KNDS IPO guided at €15–18bn after Franco-German deal

France and Germany agreed governance for KNDS, clearing the way for a dual Paris-Frankfurt IPO as soon as July. Valuation guidance is €15–18bn; about 20% of shares to be sold.

France and Germany struck a governance deal for KNDS that removes the main political obstacle to a dual Paris-Frankfurt IPO as soon as July. The company is guiding a valuation of €15–18bn, below earlier hopes of roughly $23bn, and expects to sell about 20% of shares to public investors while Paris and Berlin retain large anchor stakes.

Under the agreement, Germany will hold about 40% of KNDS after the float, broadly matching France’s position. The European Commission cleared the underlying acquisition without conditions. KNDS plans simultaneous listings in Paris and Frankfurt and could begin the share sale in July, subject to market conditions and investor demand.

The Wegmann family’s decision to sell its holding accelerated the IPO timetable and prompted months of German debate over stake size, veto rights and pricing. The recent deal resolved those disputes and set the ownership structure for the planned listing.

KNDS manufactures land systems including the Leopard 2 main battle tank, the Caesar howitzer, armoured vehicles, artillery and ammunition.
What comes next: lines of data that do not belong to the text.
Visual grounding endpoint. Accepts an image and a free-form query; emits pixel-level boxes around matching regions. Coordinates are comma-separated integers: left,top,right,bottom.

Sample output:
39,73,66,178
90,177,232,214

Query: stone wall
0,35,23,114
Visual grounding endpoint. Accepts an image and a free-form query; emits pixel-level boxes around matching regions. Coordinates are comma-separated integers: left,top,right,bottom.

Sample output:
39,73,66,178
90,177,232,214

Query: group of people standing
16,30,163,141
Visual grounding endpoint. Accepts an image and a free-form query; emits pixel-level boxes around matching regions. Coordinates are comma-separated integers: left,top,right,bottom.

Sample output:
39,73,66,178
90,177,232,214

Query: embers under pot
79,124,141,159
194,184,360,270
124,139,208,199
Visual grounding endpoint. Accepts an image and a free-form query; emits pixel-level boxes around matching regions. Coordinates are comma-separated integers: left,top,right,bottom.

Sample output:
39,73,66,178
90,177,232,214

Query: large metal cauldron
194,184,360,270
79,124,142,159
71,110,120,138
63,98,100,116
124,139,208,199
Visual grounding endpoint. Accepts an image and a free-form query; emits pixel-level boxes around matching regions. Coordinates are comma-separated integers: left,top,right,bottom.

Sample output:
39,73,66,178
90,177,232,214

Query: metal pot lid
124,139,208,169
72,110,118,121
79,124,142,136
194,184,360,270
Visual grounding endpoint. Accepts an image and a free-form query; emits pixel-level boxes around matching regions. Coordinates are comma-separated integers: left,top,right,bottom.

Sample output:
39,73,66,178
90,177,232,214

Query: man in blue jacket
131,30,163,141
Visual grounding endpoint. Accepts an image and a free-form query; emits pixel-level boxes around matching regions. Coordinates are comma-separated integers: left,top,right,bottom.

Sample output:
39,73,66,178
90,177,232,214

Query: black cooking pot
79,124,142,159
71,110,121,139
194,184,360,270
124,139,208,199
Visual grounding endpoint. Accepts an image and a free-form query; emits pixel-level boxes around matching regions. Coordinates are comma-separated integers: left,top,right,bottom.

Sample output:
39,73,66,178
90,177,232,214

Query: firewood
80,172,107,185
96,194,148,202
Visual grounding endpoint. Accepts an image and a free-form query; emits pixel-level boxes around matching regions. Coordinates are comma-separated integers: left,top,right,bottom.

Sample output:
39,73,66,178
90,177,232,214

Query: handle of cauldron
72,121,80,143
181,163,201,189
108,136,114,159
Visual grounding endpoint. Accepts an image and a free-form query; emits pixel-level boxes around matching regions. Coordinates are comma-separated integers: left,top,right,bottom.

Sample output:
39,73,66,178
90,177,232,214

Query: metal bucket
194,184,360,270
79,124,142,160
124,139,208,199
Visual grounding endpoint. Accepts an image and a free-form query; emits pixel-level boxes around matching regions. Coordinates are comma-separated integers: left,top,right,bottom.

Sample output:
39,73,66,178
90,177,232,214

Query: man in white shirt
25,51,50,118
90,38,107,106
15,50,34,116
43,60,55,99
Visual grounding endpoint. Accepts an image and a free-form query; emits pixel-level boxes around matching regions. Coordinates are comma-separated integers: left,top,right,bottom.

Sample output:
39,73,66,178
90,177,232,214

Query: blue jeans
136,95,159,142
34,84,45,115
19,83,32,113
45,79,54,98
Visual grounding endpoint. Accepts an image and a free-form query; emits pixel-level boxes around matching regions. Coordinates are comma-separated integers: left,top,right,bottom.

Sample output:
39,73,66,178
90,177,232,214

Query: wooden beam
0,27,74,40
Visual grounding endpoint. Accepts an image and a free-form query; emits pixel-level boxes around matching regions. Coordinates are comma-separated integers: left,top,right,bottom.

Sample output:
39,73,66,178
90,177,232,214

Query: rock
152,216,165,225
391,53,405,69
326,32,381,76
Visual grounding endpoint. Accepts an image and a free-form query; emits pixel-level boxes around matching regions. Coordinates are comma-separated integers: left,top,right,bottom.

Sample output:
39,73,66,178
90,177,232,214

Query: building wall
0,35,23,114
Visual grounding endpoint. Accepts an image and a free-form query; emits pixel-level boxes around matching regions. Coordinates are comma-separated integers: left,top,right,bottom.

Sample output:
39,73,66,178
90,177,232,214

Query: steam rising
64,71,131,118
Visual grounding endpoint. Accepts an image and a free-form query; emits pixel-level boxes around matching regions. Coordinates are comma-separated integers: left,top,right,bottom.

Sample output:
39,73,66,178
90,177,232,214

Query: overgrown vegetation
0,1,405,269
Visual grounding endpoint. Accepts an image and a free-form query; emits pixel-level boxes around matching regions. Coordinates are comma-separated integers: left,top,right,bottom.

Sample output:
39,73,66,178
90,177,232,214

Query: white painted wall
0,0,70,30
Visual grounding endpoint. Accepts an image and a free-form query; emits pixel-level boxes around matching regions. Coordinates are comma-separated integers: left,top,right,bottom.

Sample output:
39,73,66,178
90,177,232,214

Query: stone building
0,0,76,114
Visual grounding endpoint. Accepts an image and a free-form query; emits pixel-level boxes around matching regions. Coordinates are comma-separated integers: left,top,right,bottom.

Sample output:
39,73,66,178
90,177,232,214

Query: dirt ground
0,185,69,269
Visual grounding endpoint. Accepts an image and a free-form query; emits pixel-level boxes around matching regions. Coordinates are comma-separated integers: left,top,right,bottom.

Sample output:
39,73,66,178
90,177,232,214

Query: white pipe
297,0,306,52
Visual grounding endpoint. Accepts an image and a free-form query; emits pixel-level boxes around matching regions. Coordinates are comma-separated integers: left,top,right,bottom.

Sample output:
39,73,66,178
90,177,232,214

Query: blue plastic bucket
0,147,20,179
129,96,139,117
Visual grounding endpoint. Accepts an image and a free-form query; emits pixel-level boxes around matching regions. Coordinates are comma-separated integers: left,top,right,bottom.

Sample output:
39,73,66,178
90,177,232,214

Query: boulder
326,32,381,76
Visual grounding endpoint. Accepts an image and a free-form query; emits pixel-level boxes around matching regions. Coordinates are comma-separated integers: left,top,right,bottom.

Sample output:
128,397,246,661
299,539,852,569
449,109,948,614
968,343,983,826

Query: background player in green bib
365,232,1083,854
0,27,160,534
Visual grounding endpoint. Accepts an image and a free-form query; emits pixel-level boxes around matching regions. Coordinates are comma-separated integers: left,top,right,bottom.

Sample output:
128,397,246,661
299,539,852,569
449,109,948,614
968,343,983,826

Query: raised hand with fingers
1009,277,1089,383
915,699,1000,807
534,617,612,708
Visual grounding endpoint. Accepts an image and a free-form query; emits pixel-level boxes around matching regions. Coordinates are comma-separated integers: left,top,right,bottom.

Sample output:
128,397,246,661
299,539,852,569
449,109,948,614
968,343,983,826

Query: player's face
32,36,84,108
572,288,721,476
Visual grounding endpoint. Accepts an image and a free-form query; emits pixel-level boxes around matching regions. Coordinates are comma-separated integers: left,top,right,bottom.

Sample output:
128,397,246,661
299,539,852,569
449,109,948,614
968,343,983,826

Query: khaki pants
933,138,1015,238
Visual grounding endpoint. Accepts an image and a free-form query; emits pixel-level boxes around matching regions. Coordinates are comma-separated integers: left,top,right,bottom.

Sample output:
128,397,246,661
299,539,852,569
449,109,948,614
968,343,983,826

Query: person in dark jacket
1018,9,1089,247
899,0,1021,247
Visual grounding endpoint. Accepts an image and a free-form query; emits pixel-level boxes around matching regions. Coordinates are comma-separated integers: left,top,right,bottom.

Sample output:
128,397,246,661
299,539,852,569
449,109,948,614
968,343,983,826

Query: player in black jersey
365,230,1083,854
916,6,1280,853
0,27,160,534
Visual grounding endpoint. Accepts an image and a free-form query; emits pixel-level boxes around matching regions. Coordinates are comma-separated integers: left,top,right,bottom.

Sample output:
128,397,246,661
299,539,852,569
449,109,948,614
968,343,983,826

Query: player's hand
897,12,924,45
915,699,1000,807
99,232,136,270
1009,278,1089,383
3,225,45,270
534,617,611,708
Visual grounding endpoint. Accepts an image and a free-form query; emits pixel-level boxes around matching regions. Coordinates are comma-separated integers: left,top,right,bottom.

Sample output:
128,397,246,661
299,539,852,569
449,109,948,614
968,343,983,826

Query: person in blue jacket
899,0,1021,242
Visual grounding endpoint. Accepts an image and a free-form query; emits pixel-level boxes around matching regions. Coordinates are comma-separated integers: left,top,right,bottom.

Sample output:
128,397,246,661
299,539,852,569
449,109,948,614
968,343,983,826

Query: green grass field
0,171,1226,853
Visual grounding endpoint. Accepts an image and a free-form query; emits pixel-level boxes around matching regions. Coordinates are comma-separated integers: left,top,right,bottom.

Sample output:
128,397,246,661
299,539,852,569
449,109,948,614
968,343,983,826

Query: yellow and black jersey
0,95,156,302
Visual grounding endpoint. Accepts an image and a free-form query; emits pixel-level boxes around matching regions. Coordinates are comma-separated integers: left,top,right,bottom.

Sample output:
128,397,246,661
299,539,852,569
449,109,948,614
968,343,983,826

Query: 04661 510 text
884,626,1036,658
The group reported revenue of €4.4bn for 2025, up about 16% year-on-year, and a record order backlog of €33.1bn, roughly 7.5 times annual revenue.

Banks and company advisers have revised valuation expectations downward. The guidance reflects KNDS’s strong order book and the discount investors commonly apply to firms with significant state ownership and complex governance arrangements. After the planned sale the French state and the German anchor shareholder will remain the dominant holders, leaving a minority free float.

In January, an ECM investor noted that “Defense is a major investment thematic now.” In May, an institutional investor described the business as “mostly tanks, not a high‑growth tech story,” emphasizing backlog, manufacturing capacity and sovereign demand rather than speculative technology narratives.